Les administrateurs d'EDF avaient approuvé fin juillet une première offre de rachat qui valorisait l'opérateur de centrales nucléaires à environ 12,2 milliards de livres (15,5 milliards d'euros). Cette offre avait été jugée trop faible et rejetée par deux actionnaires du britannique, les fonds d'investissement Invesco et M&G.

Le rapprochement entre les deux producteurs d'électricité est soutenu par le gouvernement britannique. L'Etat britannique détient 35,2% du capital de British Energy (BE).

Selon le Wall Street Journal, le conseil d'administration d'EDF, qui s'est réuni mardi, a approuvé une offre à 774 pence par action, soit 9 pence de plus que l'offre précédente. L'action BE a clôturé mardi soir à 724 pence à la Bourse de Londres.

Interrogé mardi soir par l'AFP, un porte-parole d'EDF s'est refusé à tout commentaire.
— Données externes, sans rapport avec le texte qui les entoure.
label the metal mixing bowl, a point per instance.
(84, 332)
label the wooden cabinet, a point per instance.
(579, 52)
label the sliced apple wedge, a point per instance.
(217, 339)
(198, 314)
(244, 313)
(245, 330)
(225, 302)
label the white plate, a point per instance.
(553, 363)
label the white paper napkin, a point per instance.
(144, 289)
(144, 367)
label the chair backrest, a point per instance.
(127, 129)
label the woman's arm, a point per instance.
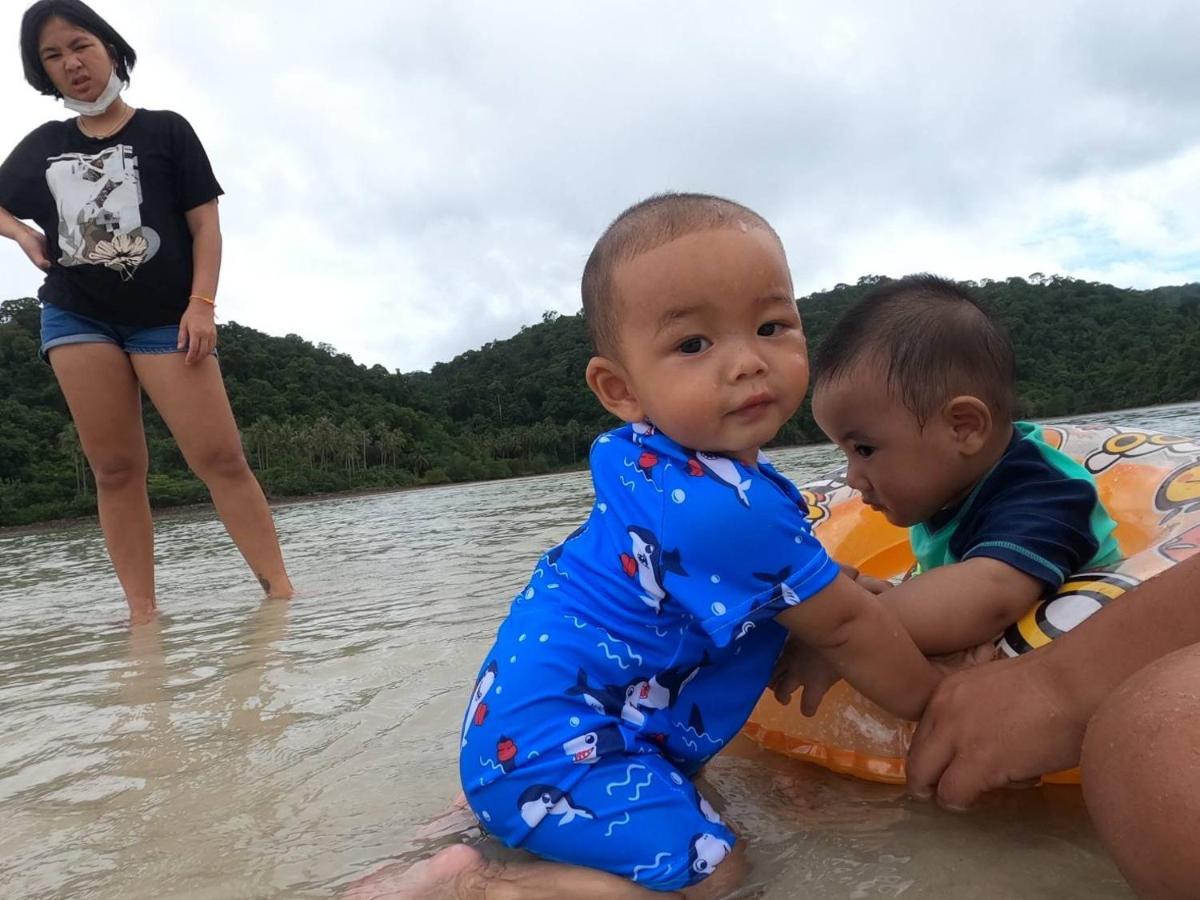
(1007, 723)
(28, 239)
(197, 328)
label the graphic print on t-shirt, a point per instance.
(99, 197)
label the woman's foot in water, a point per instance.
(143, 612)
(277, 588)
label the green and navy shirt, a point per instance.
(1037, 510)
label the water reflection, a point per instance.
(277, 750)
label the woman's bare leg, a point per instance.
(1141, 778)
(193, 403)
(106, 405)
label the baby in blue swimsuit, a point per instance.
(642, 642)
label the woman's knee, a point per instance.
(220, 463)
(114, 472)
(1140, 780)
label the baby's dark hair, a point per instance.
(79, 15)
(642, 227)
(930, 339)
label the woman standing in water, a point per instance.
(130, 243)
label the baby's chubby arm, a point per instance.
(865, 641)
(959, 606)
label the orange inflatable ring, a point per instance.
(1151, 486)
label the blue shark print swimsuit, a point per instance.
(635, 653)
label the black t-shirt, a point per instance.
(113, 214)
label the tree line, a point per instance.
(315, 421)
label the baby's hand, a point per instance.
(801, 666)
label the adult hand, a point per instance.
(34, 244)
(868, 582)
(801, 666)
(197, 330)
(999, 725)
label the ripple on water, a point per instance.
(271, 749)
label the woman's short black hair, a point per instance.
(79, 15)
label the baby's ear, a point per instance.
(971, 421)
(610, 382)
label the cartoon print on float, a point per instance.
(99, 197)
(1135, 444)
(1080, 597)
(1180, 492)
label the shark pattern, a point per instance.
(660, 691)
(540, 801)
(649, 563)
(725, 471)
(783, 589)
(477, 711)
(588, 748)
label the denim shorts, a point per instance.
(61, 327)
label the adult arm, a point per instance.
(1011, 721)
(28, 239)
(958, 606)
(197, 328)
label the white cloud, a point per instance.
(409, 181)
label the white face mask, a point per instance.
(115, 85)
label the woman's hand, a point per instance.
(868, 582)
(197, 330)
(34, 244)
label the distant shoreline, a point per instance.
(166, 513)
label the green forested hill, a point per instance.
(313, 420)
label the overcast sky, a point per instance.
(409, 180)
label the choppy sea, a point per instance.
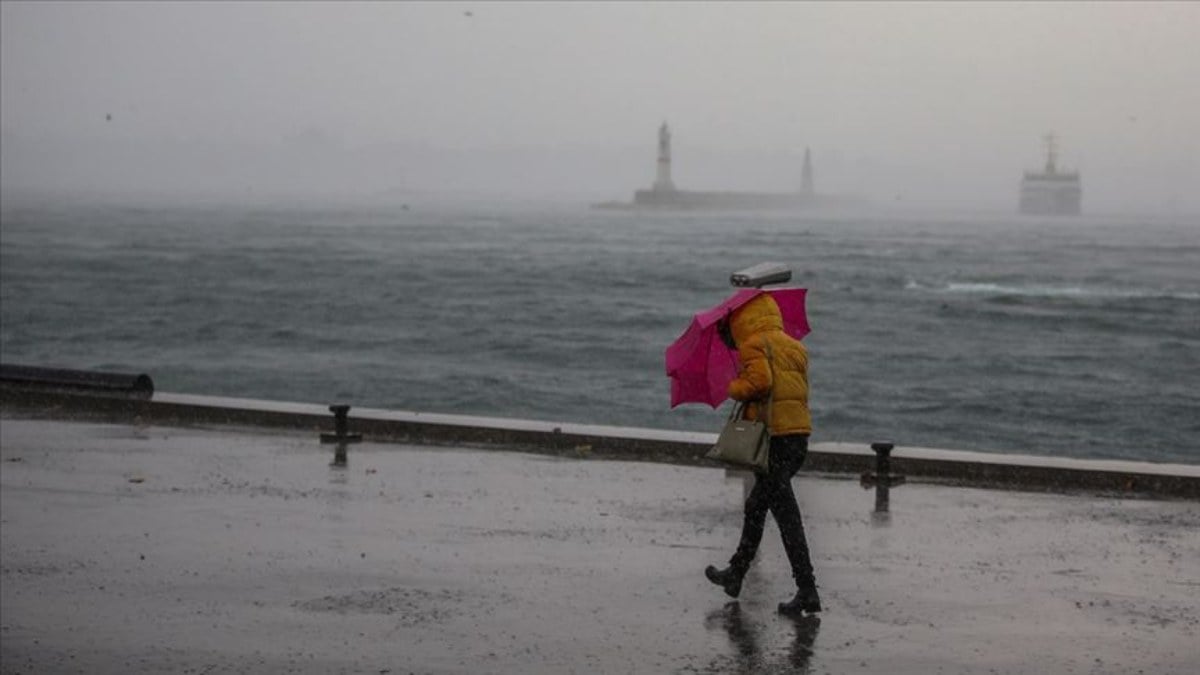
(1049, 336)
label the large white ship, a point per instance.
(1051, 191)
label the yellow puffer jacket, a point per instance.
(754, 326)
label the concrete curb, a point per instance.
(983, 470)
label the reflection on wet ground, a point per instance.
(173, 550)
(753, 655)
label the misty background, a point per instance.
(930, 105)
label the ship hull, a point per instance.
(1050, 197)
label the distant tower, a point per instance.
(807, 174)
(663, 178)
(1051, 154)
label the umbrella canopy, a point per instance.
(699, 363)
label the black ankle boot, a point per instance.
(805, 602)
(727, 579)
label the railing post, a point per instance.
(882, 478)
(341, 434)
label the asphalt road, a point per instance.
(127, 549)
L'électricien français a annoncé mardi l'organisation d'une conférence de presse mercredi à 08H45 (06H45 GMT) à Paris.

Le conseil d'administration d'EDF s'était déjà réuni mercredi dernier mais aucune nouvelle offre de rachat n'avait été présentée aux administrateurs, avait-on alors appris de sources proches du dossier.
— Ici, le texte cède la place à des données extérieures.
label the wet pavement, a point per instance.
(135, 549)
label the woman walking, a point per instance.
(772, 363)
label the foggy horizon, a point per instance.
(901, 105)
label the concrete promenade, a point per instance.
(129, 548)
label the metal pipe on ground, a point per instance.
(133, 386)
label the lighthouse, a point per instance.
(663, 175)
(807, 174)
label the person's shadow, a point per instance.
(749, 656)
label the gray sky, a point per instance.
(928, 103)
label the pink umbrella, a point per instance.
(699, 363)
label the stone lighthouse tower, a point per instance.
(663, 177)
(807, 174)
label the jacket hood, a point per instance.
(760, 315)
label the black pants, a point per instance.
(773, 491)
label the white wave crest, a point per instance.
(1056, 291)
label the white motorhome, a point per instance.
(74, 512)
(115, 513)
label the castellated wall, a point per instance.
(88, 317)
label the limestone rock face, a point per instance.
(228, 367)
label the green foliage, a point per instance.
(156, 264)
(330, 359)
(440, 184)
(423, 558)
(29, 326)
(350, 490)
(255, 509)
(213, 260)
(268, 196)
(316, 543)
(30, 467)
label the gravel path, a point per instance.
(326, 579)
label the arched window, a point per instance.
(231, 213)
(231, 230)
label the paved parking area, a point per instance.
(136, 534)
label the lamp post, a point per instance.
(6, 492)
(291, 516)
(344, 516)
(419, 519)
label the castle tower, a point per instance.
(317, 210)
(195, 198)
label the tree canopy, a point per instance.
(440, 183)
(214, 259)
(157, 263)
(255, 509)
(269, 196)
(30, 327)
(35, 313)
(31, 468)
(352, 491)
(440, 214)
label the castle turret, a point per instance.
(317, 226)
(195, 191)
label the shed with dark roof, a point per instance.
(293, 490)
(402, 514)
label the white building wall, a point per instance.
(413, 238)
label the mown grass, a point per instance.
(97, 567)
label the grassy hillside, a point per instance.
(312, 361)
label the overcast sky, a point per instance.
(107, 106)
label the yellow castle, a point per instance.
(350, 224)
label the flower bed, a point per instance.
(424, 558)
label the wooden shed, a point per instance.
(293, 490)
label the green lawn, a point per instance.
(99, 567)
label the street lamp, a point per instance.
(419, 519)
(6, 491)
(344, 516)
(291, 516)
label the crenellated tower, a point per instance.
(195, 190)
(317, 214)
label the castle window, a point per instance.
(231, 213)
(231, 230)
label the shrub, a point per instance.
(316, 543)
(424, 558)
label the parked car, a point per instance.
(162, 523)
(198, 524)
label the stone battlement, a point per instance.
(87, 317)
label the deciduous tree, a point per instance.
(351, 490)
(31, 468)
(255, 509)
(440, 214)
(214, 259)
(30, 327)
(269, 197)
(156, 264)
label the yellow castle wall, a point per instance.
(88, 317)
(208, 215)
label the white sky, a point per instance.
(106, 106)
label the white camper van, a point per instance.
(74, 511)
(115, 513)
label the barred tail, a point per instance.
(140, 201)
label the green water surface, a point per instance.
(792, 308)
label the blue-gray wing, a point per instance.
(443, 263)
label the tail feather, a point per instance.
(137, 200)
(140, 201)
Le PDG d'EDF, Pierre Gadonneix, avait répété que son groupe n'achèterait pas British Energy "à n'importe quel prix".

British Energy est le premier opérateur britannique d'électricité nucléaire. Il possède huit des dix centrales encore en activité dans le pays.

Le gouvernement britannique a annoncé en janvier la relance du nucléaire au Royaume-Uni tandis qu'EDF, numéro un mondial dans ce domaine, cherche à se diversifier géographiquement.
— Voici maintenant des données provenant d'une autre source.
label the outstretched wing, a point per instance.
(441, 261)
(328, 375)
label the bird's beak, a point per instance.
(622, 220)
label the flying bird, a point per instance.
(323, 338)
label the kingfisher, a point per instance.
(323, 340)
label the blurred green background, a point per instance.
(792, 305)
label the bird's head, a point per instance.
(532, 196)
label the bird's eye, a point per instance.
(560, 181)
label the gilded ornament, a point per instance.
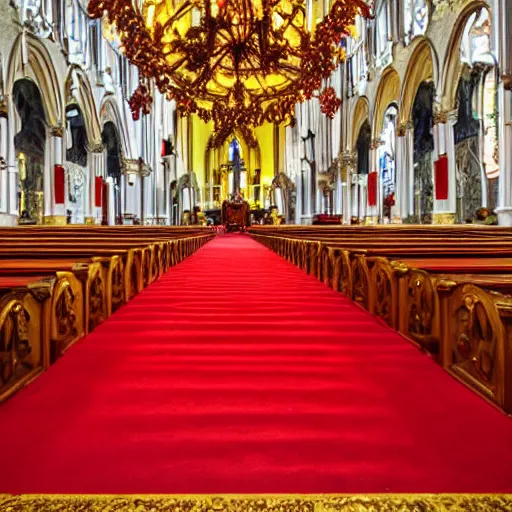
(259, 503)
(443, 218)
(241, 64)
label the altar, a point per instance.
(236, 215)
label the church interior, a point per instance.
(253, 255)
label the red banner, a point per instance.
(58, 181)
(98, 191)
(372, 189)
(441, 177)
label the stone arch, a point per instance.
(422, 67)
(388, 92)
(79, 91)
(452, 67)
(40, 69)
(109, 111)
(360, 115)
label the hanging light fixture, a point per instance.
(236, 62)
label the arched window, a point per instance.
(422, 114)
(386, 152)
(415, 19)
(363, 148)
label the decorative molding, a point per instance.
(95, 147)
(54, 220)
(443, 218)
(260, 503)
(132, 166)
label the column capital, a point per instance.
(56, 131)
(95, 147)
(402, 129)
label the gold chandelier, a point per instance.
(236, 62)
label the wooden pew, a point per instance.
(53, 290)
(430, 299)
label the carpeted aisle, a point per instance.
(238, 373)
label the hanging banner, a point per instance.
(441, 177)
(372, 189)
(98, 189)
(58, 181)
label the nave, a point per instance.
(238, 373)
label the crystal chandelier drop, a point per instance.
(236, 62)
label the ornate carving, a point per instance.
(65, 315)
(96, 300)
(421, 304)
(507, 81)
(477, 338)
(360, 280)
(346, 274)
(95, 147)
(15, 347)
(259, 503)
(382, 279)
(440, 117)
(4, 111)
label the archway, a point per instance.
(387, 159)
(30, 143)
(423, 122)
(76, 165)
(111, 142)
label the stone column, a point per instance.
(298, 198)
(348, 162)
(54, 214)
(96, 160)
(397, 211)
(502, 29)
(372, 212)
(444, 144)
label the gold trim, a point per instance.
(259, 503)
(55, 220)
(371, 220)
(443, 218)
(3, 109)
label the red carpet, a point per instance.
(238, 373)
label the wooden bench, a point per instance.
(428, 288)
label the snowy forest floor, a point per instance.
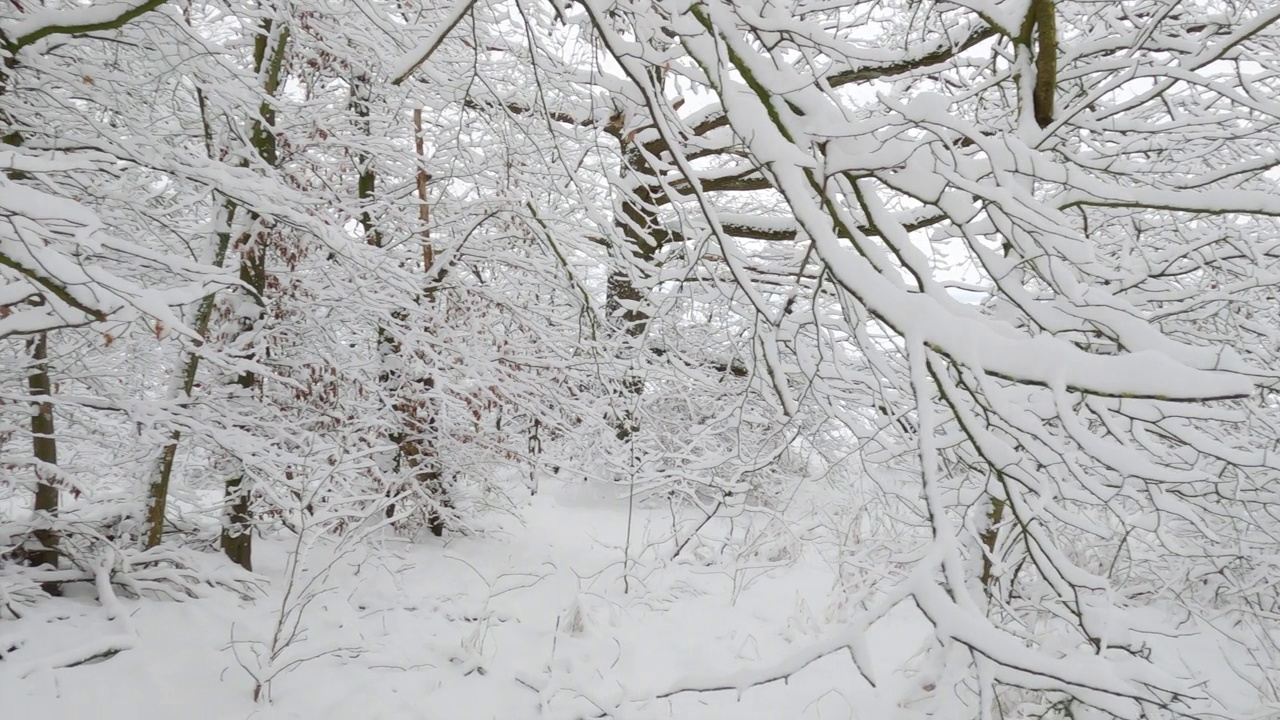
(528, 619)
Aux Etats-Unis, l'opérateur français est engagé dans une bataille pour le contrôle de son partenaire américain Constellation Energy, dont il détient 9,51%.

La semaine dernière, le milliardaire américain Warren Buffet a déposé une offre de rachat de Constellation pour 4,7 milliards de dollars (3,2 milliards d'euros). EDF a jugé lundi cette offre sous-évaluée et révélé qu'il avait renchéri vendredi.